Segundo o Incra, não há vedação para pesquisa e desenvolvimento de atividade minerária em assentamentos de reforma agrária. “O Incra e os beneficiários da reforma agrária serão consultados na fase de licenciamento ambiental para definição das medidas mitigatórias e compensatórias.”
Pelo menos dois processos para exploração de nióbio envolvem franjas de terras indígenas no Amazonas, conforme os mapas produzidos pela ANM.

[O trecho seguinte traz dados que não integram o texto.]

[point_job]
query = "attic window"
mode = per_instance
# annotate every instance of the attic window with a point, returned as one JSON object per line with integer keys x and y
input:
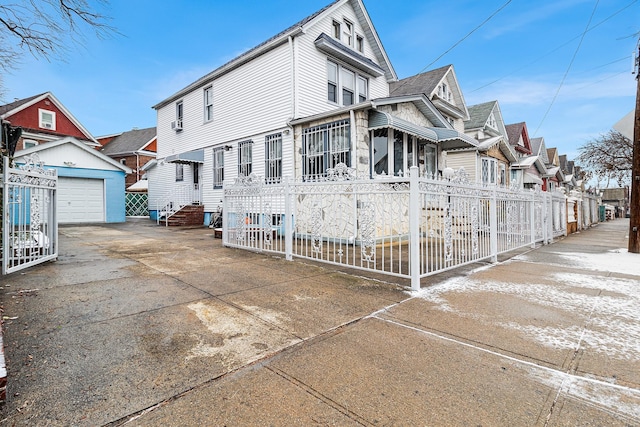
{"x": 47, "y": 119}
{"x": 491, "y": 122}
{"x": 444, "y": 92}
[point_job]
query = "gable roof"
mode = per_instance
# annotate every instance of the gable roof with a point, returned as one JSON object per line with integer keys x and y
{"x": 282, "y": 37}
{"x": 129, "y": 142}
{"x": 427, "y": 83}
{"x": 73, "y": 141}
{"x": 19, "y": 105}
{"x": 514, "y": 132}
{"x": 16, "y": 104}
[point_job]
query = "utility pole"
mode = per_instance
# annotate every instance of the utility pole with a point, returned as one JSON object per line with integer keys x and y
{"x": 634, "y": 224}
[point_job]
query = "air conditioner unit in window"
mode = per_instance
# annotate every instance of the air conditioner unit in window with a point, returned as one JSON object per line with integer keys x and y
{"x": 177, "y": 125}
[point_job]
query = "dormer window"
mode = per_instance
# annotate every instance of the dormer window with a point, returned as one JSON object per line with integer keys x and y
{"x": 47, "y": 119}
{"x": 491, "y": 122}
{"x": 347, "y": 33}
{"x": 444, "y": 92}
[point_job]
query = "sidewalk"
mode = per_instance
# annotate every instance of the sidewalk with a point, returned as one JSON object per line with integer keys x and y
{"x": 149, "y": 326}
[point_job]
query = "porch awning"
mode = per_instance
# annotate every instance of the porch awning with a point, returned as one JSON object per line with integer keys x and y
{"x": 532, "y": 179}
{"x": 195, "y": 156}
{"x": 448, "y": 138}
{"x": 380, "y": 120}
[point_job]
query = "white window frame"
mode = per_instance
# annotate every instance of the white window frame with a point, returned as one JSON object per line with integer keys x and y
{"x": 179, "y": 113}
{"x": 340, "y": 86}
{"x": 218, "y": 167}
{"x": 348, "y": 32}
{"x": 488, "y": 171}
{"x": 324, "y": 147}
{"x": 359, "y": 43}
{"x": 208, "y": 103}
{"x": 273, "y": 158}
{"x": 179, "y": 172}
{"x": 46, "y": 124}
{"x": 337, "y": 29}
{"x": 245, "y": 158}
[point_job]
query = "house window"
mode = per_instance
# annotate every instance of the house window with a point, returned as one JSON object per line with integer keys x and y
{"x": 347, "y": 33}
{"x": 47, "y": 119}
{"x": 348, "y": 87}
{"x": 208, "y": 104}
{"x": 324, "y": 147}
{"x": 179, "y": 113}
{"x": 444, "y": 92}
{"x": 28, "y": 143}
{"x": 360, "y": 43}
{"x": 273, "y": 158}
{"x": 336, "y": 30}
{"x": 179, "y": 172}
{"x": 245, "y": 158}
{"x": 362, "y": 89}
{"x": 218, "y": 167}
{"x": 491, "y": 122}
{"x": 488, "y": 171}
{"x": 351, "y": 84}
{"x": 427, "y": 159}
{"x": 332, "y": 78}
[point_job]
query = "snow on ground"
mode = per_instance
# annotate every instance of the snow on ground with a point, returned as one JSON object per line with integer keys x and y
{"x": 615, "y": 261}
{"x": 606, "y": 308}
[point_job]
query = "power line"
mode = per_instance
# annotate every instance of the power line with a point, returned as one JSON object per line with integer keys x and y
{"x": 554, "y": 50}
{"x": 566, "y": 73}
{"x": 461, "y": 40}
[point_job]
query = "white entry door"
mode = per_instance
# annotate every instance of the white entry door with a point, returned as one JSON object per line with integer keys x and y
{"x": 80, "y": 200}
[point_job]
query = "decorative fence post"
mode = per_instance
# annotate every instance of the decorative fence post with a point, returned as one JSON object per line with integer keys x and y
{"x": 414, "y": 228}
{"x": 493, "y": 224}
{"x": 288, "y": 220}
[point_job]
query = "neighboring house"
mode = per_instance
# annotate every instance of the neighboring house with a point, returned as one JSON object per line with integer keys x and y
{"x": 529, "y": 170}
{"x": 90, "y": 184}
{"x": 314, "y": 96}
{"x": 556, "y": 177}
{"x": 134, "y": 149}
{"x": 490, "y": 162}
{"x": 43, "y": 119}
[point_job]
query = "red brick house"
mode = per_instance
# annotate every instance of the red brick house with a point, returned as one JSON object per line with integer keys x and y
{"x": 43, "y": 119}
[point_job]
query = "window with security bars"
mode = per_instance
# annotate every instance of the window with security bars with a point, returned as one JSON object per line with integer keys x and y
{"x": 273, "y": 158}
{"x": 324, "y": 147}
{"x": 245, "y": 158}
{"x": 489, "y": 171}
{"x": 218, "y": 167}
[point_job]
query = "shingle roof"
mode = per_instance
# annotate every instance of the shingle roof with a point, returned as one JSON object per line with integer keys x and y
{"x": 129, "y": 142}
{"x": 479, "y": 114}
{"x": 514, "y": 131}
{"x": 15, "y": 104}
{"x": 420, "y": 83}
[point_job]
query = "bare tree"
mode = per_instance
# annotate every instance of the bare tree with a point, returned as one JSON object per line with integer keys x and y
{"x": 47, "y": 28}
{"x": 608, "y": 157}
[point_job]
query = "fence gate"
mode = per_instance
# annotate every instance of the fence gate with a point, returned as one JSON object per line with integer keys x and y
{"x": 29, "y": 224}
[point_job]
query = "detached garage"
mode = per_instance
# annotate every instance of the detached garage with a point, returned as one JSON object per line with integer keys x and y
{"x": 90, "y": 184}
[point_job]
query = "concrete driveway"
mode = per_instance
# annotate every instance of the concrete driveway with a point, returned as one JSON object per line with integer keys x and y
{"x": 143, "y": 325}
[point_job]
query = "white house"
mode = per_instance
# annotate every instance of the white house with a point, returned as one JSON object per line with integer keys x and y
{"x": 309, "y": 98}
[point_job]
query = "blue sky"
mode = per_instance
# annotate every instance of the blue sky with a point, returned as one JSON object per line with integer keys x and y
{"x": 519, "y": 57}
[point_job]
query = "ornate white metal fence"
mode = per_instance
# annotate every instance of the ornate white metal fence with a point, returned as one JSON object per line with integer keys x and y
{"x": 136, "y": 204}
{"x": 409, "y": 228}
{"x": 29, "y": 223}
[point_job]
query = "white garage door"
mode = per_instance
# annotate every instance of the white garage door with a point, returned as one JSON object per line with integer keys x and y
{"x": 80, "y": 200}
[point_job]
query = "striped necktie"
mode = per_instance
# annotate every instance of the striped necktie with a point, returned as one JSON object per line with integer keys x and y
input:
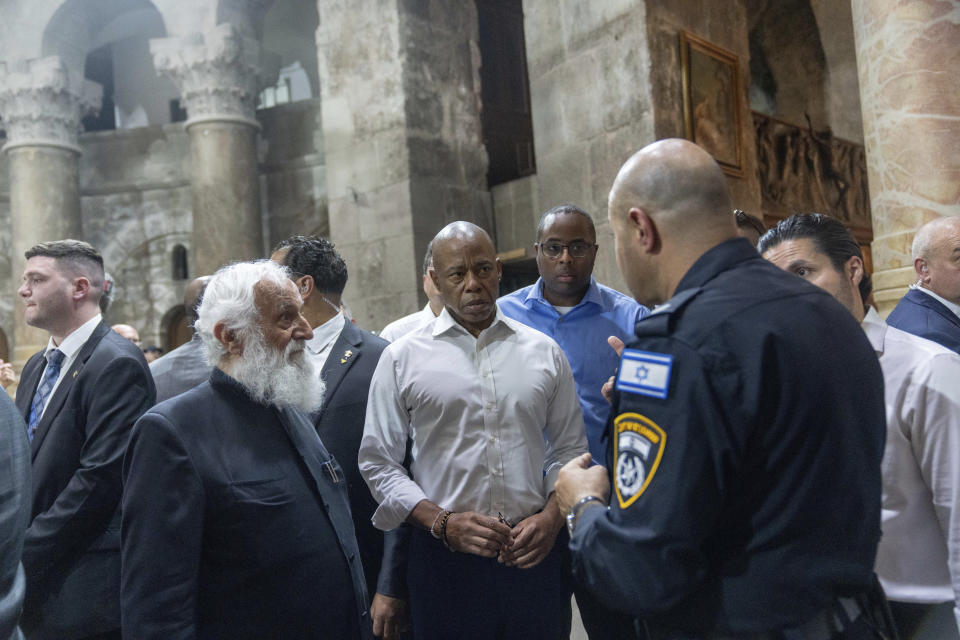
{"x": 44, "y": 389}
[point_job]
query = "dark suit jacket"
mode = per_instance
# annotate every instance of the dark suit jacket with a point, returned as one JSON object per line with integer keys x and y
{"x": 72, "y": 550}
{"x": 339, "y": 422}
{"x": 925, "y": 316}
{"x": 236, "y": 525}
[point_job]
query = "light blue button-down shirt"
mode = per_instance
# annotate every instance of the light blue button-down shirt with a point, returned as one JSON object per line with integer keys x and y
{"x": 582, "y": 334}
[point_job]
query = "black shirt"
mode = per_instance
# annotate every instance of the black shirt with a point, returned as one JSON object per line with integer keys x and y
{"x": 746, "y": 435}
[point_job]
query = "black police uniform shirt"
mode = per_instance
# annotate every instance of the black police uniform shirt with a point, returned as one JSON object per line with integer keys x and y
{"x": 746, "y": 433}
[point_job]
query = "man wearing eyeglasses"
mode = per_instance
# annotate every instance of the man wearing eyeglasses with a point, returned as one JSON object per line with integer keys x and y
{"x": 568, "y": 305}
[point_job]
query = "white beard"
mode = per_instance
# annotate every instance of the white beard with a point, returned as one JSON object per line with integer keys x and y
{"x": 287, "y": 378}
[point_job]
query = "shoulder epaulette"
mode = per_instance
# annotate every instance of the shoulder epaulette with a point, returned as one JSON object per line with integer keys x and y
{"x": 658, "y": 321}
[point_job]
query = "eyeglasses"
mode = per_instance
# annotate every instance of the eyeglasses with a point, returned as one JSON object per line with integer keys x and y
{"x": 554, "y": 250}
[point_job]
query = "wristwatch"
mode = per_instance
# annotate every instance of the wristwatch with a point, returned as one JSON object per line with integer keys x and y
{"x": 577, "y": 508}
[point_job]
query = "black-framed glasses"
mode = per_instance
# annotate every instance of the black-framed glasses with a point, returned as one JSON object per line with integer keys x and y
{"x": 554, "y": 250}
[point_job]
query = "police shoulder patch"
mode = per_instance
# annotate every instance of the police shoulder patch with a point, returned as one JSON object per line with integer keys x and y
{"x": 637, "y": 448}
{"x": 644, "y": 372}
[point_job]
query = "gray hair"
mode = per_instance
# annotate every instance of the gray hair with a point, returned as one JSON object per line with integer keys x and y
{"x": 925, "y": 240}
{"x": 228, "y": 298}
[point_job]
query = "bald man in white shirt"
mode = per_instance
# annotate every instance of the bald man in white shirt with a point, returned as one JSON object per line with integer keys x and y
{"x": 492, "y": 413}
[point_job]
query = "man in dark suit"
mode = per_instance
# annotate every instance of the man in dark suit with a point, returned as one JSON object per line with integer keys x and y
{"x": 236, "y": 522}
{"x": 80, "y": 396}
{"x": 931, "y": 309}
{"x": 186, "y": 366}
{"x": 347, "y": 357}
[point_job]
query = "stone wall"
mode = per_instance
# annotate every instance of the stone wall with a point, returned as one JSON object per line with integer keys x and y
{"x": 135, "y": 203}
{"x": 589, "y": 66}
{"x": 136, "y": 206}
{"x": 403, "y": 150}
{"x": 293, "y": 173}
{"x": 8, "y": 300}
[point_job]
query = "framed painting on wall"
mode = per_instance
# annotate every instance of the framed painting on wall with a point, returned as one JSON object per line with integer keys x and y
{"x": 711, "y": 100}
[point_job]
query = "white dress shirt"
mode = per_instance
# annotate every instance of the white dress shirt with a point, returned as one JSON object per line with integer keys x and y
{"x": 919, "y": 555}
{"x": 324, "y": 337}
{"x": 70, "y": 347}
{"x": 955, "y": 308}
{"x": 406, "y": 324}
{"x": 492, "y": 419}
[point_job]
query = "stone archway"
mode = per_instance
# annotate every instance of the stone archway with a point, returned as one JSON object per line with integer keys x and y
{"x": 176, "y": 328}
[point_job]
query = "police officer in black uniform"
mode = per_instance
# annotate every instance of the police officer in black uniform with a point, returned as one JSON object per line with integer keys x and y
{"x": 747, "y": 429}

O empresário João Carlos da Silva Martins, da cidade de Pontes e Lacerda (MT), é o recordista em autorizações de pesquisa de nióbio e outros minérios em assentamentos de reforma agrária (cinco autorizações) e em áreas coladas a terras indígenas (duas autorizações).
Os documentos da ANM mostram que a terra indígena é a Waimiri Atroari, onde vivem 2.000 indígenas —entre eles isolados da cabeceira do Rio Camanaú, conforme levantamento feito pelo ISA (Instituto Socioambiental). A reportagem não localizou Martins.
O empresário do ramo de transportes Marcos Vizone Carvalho, de Lábrea (AM), obteve autorização da ANM para pesquisar nióbio e cassiterita em uma área de 1.166 hectares em Manicoré (AM).
Os documentos do processo mostram que a área inclui bordas da terra indígena Tenharim Marmelos, onde vivem 535 indígenas tenharim.
“A área não está na terra indígena, está próxima à terra indígena, cerca de 300 a 400 metros. Tem uma rodovia dividindo”, disse Carvalho à Folha.
Segundo o empresário, essa é a primeira vez que consegue uma autorização para pesquisar nióbio. “Eu sonhava com isso. Sonhava com carvão e aparecia nióbio. Minha expectativa é vender o metal dentro do Brasil.”
Questionada pela reportagem, a Funai (Fundação Nacional do Índio) não respondeu se participou das autorizações dadas pela ANM e se concorda com as áreas permitidas para pesquisa de nióbio.
Outros projetos margeiam unidades federais de conservação, chegando a tocar nessas unidades, como é o caso do Parque Nacional dos Campos Amazônicos, no Amazonas.
O ICMBio (Instituto Chico Mendes de Conservação da Biodiversidade) disse não ter recebido nenhuma consulta sobre pesquisa de nióbio em unidades de conservação.